Important facts worth repeating

By Jill Coleman, RN

You’ve probably heard the many reasons why sleep is so important to your health, but as we enter the New Year, these friendly reminders are worth repeating.

Sleep is when the body heals and repairs. Throughout your hectic day, your sympathetic nervous system acts as your accelerator allowing you to handle action and stress. While engaged, the priority is on your muscles, respiration, and heart. Digestion and healing take a back seat because they are not going to get you through life’s many obstacles. At night, your parasympathetic nervous system takes over. It acts as your brake allowing the body’s systems to slow down, relax and heal. In addition, a variety of hormones are secreted at night to help your body replace damaged cells and rebuild.1

Sleep plays a role in memory and learning. Studies show that a sleep deprived person cannot optimally focus attention and/or retain information. This is because sleep plays a major role in the consolidation of memory which is imperative for learning new information.2

Sleep helps you live longer. As sleep is shown to minimize stress, increase energy and stamina, and stave off depression, it will improve your quality of life which puts you on track to living longer. Conversely, sleep deprivation is shown to cause accidents, which puts you on track to shorten your life!
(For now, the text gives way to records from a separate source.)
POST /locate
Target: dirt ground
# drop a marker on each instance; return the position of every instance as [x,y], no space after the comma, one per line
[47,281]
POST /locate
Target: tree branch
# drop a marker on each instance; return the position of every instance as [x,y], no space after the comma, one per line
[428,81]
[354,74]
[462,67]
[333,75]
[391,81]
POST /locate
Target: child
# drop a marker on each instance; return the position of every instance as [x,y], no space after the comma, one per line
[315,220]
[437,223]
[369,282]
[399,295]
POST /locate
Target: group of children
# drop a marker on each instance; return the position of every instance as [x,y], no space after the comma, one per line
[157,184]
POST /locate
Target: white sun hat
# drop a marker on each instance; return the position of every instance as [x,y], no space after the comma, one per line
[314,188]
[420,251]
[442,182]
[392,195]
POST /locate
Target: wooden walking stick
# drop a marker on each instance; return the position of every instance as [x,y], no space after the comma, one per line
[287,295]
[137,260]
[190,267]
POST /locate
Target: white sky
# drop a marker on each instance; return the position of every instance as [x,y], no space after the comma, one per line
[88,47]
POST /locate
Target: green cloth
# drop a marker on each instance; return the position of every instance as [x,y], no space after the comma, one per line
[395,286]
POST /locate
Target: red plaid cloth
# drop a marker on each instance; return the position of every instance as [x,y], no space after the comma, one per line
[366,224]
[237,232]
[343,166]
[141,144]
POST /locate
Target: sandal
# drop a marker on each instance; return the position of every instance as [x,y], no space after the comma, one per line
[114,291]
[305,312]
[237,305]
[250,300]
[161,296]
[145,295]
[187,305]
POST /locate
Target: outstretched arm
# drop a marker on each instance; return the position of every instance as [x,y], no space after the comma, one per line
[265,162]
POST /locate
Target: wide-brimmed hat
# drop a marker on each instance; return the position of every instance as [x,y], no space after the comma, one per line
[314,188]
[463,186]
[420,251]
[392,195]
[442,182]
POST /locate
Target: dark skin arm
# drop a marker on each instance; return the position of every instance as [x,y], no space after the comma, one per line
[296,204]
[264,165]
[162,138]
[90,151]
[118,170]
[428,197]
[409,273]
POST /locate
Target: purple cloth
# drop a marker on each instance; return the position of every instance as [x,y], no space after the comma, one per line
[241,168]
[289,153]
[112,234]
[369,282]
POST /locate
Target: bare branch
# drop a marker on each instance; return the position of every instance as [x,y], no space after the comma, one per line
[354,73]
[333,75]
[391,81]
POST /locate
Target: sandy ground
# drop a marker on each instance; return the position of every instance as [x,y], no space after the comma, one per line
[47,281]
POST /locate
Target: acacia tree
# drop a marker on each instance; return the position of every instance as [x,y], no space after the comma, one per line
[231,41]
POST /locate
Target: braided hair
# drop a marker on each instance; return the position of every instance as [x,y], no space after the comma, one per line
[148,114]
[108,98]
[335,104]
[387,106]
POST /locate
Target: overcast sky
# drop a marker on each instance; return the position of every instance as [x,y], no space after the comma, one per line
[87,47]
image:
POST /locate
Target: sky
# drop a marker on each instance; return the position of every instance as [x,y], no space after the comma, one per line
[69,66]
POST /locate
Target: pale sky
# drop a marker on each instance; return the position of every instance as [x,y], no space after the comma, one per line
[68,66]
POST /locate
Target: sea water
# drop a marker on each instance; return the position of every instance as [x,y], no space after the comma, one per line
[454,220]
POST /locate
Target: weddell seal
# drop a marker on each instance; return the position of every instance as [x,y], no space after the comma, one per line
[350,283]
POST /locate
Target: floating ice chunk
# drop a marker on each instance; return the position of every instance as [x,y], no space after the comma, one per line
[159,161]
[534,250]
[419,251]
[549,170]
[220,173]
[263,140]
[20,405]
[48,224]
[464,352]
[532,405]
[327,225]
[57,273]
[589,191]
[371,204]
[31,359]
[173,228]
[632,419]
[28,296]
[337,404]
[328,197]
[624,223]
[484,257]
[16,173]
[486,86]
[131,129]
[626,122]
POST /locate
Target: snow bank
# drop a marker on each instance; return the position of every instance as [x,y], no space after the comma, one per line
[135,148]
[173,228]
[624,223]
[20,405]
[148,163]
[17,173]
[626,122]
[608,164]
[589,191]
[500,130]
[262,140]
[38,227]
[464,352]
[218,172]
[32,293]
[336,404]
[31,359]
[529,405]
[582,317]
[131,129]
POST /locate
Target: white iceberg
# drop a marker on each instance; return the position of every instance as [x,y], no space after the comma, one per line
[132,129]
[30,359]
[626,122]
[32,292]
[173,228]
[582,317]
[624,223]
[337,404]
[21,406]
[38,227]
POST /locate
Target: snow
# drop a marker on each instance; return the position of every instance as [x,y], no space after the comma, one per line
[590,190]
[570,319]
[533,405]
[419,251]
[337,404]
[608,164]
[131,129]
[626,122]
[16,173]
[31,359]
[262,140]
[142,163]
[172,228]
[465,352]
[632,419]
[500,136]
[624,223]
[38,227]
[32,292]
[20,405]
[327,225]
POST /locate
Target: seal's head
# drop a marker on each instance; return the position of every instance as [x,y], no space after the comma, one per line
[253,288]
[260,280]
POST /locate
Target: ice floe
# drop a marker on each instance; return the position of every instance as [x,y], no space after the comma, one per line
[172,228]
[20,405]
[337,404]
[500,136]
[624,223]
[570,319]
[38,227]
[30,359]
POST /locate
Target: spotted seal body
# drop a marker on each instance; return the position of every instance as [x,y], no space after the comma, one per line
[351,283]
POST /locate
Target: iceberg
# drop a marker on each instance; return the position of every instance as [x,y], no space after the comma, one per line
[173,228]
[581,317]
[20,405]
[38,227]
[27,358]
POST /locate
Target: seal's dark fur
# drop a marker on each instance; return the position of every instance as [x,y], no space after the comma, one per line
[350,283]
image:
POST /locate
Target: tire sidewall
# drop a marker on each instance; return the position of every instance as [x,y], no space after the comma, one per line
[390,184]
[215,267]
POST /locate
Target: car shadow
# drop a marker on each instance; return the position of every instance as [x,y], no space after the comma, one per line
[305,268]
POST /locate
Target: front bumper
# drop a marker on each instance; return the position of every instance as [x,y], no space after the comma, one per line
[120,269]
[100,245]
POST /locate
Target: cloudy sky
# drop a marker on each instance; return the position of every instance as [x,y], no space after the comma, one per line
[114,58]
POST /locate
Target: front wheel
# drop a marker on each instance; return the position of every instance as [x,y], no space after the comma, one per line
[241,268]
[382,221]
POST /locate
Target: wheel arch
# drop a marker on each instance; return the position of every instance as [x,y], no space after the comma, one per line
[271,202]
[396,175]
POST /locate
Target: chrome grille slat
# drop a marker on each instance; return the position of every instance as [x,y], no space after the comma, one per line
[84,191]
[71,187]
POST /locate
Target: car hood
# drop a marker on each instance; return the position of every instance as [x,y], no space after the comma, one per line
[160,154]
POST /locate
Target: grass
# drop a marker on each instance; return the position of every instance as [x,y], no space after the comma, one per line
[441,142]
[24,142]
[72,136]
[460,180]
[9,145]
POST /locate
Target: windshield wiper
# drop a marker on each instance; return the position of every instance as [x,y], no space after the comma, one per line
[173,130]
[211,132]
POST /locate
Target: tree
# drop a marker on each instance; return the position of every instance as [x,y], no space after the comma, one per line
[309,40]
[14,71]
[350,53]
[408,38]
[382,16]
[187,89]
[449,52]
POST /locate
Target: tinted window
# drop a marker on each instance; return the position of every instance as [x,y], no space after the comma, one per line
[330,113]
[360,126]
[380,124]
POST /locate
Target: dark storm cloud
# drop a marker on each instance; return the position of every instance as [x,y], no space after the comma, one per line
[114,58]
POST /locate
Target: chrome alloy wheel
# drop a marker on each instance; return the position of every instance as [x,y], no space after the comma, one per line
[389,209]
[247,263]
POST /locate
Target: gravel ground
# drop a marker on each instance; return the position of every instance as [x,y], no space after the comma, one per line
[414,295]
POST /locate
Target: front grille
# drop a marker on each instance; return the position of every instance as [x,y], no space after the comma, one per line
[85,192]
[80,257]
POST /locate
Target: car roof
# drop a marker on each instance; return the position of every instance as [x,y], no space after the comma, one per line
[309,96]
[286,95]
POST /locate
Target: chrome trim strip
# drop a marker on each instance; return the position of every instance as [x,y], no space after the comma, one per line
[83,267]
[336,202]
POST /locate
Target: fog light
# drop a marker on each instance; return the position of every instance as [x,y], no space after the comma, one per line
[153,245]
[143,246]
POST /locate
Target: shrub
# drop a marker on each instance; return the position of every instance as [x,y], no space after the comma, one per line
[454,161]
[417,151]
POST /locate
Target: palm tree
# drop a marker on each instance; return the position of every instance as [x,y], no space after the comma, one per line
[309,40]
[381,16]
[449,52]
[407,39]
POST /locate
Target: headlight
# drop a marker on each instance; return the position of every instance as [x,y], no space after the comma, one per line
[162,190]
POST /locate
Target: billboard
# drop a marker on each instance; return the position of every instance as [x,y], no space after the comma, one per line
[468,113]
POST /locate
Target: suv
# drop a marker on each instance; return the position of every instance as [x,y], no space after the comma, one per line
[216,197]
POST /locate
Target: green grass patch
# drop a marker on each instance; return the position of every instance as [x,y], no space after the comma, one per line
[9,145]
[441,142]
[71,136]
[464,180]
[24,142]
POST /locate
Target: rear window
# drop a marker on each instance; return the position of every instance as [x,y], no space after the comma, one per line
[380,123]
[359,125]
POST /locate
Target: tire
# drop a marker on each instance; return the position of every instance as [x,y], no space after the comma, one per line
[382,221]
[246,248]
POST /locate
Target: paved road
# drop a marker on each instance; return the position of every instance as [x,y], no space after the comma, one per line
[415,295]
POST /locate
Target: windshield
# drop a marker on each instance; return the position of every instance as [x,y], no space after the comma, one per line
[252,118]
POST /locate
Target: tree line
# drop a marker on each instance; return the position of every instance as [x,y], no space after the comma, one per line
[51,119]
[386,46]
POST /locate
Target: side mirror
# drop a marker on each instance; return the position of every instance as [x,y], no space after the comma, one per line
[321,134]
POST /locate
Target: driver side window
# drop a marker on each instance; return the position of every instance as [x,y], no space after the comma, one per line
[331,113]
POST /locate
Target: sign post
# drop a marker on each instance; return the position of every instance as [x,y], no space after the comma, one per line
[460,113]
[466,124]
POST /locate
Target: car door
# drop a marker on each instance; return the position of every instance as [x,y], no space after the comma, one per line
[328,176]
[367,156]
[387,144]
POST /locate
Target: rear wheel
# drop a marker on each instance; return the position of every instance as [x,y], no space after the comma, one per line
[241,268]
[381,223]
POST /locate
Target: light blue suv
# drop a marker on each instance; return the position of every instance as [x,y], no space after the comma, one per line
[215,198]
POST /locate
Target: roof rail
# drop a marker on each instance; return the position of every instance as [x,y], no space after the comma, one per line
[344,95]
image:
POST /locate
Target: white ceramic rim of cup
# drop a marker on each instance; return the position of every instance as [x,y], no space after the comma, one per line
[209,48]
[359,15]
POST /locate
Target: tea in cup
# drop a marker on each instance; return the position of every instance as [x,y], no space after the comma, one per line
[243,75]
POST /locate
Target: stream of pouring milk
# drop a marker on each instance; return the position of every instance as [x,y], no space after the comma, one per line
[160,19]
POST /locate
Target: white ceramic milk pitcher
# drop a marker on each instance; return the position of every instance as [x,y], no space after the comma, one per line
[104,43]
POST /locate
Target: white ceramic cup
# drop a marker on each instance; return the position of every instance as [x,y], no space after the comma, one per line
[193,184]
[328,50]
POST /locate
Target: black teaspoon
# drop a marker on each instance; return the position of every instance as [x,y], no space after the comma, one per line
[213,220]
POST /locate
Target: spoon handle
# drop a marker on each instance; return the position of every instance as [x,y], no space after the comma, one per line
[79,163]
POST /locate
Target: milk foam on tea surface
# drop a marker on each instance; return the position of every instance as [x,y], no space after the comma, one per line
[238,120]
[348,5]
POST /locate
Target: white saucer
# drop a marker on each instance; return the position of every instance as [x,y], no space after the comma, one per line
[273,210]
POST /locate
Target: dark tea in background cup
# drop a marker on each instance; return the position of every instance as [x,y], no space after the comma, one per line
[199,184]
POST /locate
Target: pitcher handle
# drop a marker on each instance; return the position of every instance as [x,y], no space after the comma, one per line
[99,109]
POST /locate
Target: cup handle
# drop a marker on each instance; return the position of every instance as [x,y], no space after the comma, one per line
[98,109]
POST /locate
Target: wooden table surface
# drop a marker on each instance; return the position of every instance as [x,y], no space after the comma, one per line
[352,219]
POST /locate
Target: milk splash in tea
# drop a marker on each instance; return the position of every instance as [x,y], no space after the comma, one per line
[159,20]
Sleep reduces inflammation. People who get at least six hours of sleep have less inflammation and lower CRP levels (a protein found in the blood which rises in response to inflammation). And as you have read in both Integrated Heart Health and Health is a Choice, inflammation is strongly linked to heart disease, arthritis, stroke, diabetes and premature aging.

Good sleep can increase creativity. Researchers at Harvard University and Boston College found that people seem to strengthen the emotional components of a memory during sleep, which may help spur the creative process.

Sleep to lose weight. Studies also show that sleep deprived dieters lose less weight because when you are sleepy, certain hormones associated with appetite are increased.

It is also important to note that prescription drugs and alcohol can keep you from going into the essential, deeper levels of sleep. So what can you do to get a better night sleep? Stay decaffeinated and alcohol free after 3pm. Keep your bedroom calm, cool, quiet, dark, and uncluttered. Eat a small snack 15-30 minutes before bed (Why warm milk? It contains the natural sleep promoting substance tryptophan, but so do these dairy-free options: nuts and seeds, a banana, honey, and eggs). Take a warm bath before you tuck in, and no cell phones, iPods, computers or homework in the bedroom!

Jill Coleman has been a registered nurse for over 21 years. She has studied natural holistic medicine since the late 1990s. She promotes healing through whole foods and organic remedies. For more information visit her blog at www.JillColemanRN.com.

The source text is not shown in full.